Chapter 1.CR, Problem 1CR

Linear Equations In Exercises 1-6, determine whether the equation is linear in the variables $x$ and $y.$

$2x-y^2=4$

To determine

Whether the equation $2x-y^2=4$ is linear in the variables x and y or not.

Answer to Problem 1CR

Solution:

The equation $2x-y^2=4$ is not linear in y.

Explanation of Solution

Given:

The provided equation is $2x-y^2=4$.

Definition used:

Linear Equation in n variables:

A linear equation in n variables $x_1,x_2,x_3,\mathrm{...},x_n$ has the form $a_1{x}_1+a_2{x}_2+a_3{x}_3+\mathrm{...}+a_n{x}_n=b$. The coefficients $a_1,a_2,a_3,\mathrm{...},a_n$ are real numbers, and the constant term b is a real number.

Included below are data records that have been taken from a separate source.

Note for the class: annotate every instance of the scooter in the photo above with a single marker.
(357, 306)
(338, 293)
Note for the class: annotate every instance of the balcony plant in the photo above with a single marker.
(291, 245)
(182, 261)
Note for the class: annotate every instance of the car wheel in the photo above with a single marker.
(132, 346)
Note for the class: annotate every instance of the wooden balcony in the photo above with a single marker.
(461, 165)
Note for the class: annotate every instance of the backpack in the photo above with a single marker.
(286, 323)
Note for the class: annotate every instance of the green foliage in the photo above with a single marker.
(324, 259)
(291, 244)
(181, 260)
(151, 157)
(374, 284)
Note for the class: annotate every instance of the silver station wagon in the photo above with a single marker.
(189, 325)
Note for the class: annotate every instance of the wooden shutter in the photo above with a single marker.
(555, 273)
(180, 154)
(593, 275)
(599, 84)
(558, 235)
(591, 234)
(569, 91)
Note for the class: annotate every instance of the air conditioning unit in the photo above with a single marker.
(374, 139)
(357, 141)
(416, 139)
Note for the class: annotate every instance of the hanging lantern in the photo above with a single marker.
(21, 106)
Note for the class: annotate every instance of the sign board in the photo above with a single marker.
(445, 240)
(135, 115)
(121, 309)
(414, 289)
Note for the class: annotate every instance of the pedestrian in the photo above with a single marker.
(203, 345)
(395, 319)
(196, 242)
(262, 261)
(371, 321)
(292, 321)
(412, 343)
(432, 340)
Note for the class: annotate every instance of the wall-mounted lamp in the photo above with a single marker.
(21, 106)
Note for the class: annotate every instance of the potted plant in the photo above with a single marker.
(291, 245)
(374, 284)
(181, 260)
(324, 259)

The number $a_1$ is the leading coefficient, and $x_1$ is the leading variable.

Calculation:

Consider $2x-y^2=4$.

We know that the linear equation is of the form $a_1{x}_1+a_2{x}_2+a_3{x}_3+\mathrm{...}+a_n{x}_n=b$ where $a_1,a_2,a_3,\mathrm{...},a_n$ are coefficients and b is the constant.

The given equation is $2x-y^2=4$.

Here we see that the power of y is 2.

Thus the given equation is not linear in y.

Final statement:

Therefore the equation $2x-y^2=4$ is not linear in y.